Episode: Ökonomie als fröhliche Wissenschaft

Der Philosoph Baruch Spinoza (1632-1677) ist jung gestorben. Sein letztes Buch TRACTATUS POLITICUS hat er nicht vollendet. In seiner ETHIK handelt er nicht von Moral, sondern von den „menschlichen Wesenskräften“, den selbstbewussten, lustvollen Beweggründen im Gegensatz zu den traurigen Leidenschaften, die dem Gemeinwesen und den Menschen nichts helfen. Gerade wenn wir erkennen, dass wir von unserer Gier und von außen fremdbestimmt sind, also von Natur keinen freien Willen haben, sind wir Menschen fähig, unsere Freiheit zu realisieren. Die Gedanken dieses Philosophen sind kühn und modern, über Friedrich Nietzsche (er schrieb die „Fröhliche Wissenschaft“) hinausgehend. Sie sind, sagt der französische Ökonom Frédéric Lordon, für unsere Fragen des 21. Jahrhunderts brennend aktuell.

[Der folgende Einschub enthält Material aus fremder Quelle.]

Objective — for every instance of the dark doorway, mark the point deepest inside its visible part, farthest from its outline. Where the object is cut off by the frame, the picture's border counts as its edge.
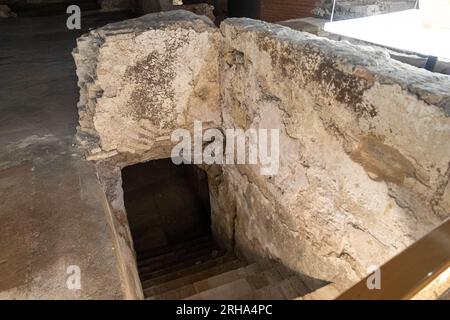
(247, 8)
(166, 204)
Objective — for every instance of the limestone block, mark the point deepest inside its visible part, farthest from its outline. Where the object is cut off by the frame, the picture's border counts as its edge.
(364, 144)
(142, 78)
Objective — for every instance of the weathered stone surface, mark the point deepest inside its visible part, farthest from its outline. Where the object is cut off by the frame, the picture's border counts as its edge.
(365, 157)
(142, 78)
(5, 12)
(360, 8)
(364, 139)
(111, 5)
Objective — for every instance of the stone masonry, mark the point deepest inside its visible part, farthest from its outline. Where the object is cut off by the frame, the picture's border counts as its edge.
(364, 139)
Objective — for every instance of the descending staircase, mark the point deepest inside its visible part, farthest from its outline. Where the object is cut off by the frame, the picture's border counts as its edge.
(199, 270)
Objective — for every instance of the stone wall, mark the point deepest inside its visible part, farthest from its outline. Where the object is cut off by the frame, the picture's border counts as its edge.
(364, 142)
(139, 80)
(365, 161)
(360, 8)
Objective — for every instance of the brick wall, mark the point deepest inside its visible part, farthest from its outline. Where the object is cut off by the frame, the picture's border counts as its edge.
(279, 10)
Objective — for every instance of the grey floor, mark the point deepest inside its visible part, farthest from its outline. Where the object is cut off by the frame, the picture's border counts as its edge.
(51, 205)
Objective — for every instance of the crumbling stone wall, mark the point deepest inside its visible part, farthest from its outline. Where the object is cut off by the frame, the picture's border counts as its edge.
(139, 80)
(364, 140)
(365, 161)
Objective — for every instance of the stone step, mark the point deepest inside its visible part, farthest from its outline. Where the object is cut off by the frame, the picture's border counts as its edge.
(217, 262)
(241, 287)
(230, 291)
(168, 259)
(288, 289)
(172, 248)
(180, 267)
(206, 283)
(193, 278)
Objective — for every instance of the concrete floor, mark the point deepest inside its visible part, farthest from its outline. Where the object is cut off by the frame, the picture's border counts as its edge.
(51, 205)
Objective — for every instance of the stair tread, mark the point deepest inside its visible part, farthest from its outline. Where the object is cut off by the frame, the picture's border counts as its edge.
(193, 278)
(290, 288)
(190, 261)
(237, 288)
(181, 272)
(142, 256)
(167, 261)
(229, 291)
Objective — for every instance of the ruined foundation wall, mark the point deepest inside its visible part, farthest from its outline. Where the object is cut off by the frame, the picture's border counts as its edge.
(364, 140)
(365, 157)
(139, 80)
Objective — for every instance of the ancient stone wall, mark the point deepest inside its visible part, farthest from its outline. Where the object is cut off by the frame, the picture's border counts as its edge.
(359, 8)
(364, 139)
(365, 161)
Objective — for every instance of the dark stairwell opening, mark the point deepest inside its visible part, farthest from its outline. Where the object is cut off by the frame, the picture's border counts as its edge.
(169, 215)
(166, 204)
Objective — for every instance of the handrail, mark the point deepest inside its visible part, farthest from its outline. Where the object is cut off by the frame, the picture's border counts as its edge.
(410, 274)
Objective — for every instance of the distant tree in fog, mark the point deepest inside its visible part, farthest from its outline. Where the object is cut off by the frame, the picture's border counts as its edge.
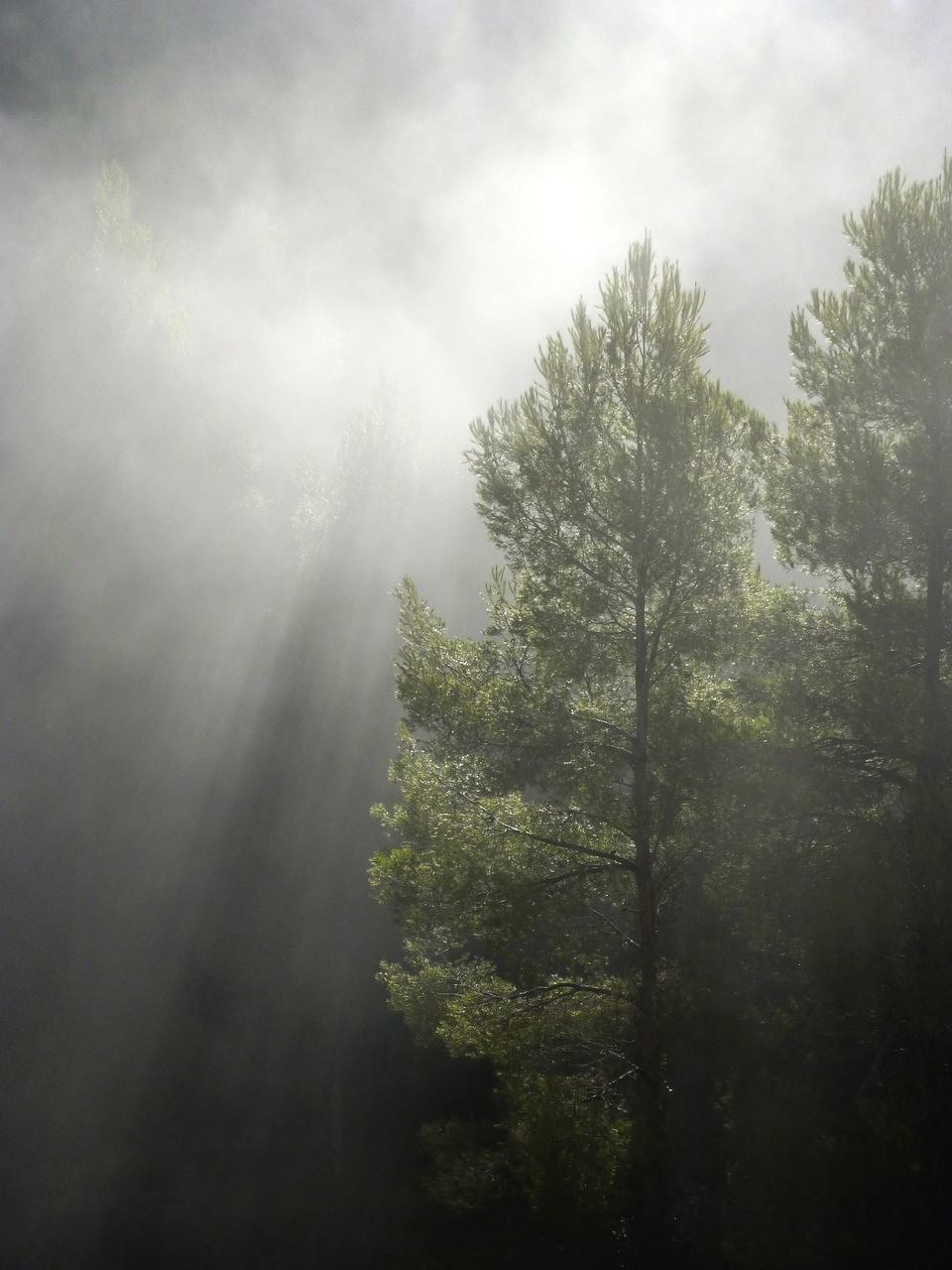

Man sollte, sagt Lordon, Marx und die Finanzkrise mit den Augen Spinozas neu lesen. Frédéric Lordon gilt als einer der bedeutendsten Ökonomen Frankreichs. Die Hypothekenkrise in den U.S.A. hat er als Erster vorausgesagt. Er kritisiert in seinen viel beachteten Schriften, dass die Finanzmärkte heute die Regierungen und die Menschen quasi in Geiselhaft nehmen. Wenn man hier ein Gleichgewicht wiederherstellen will, kann sich dieses nur auf die Autonomie und das Selbstbewusstsein von Menschen gründen. Dazu gehört die fröhliche und spontane Selbstbehauptung, die ein Erbe der menschlichen Evolution ist und von der Spinoza handelt. Spinoza, ein geistiges Fernrohr und Mikroskop, das über 400 Jahre hinweg präzise funktioniert. Begegnung mit Frédéric Lordon in Paris.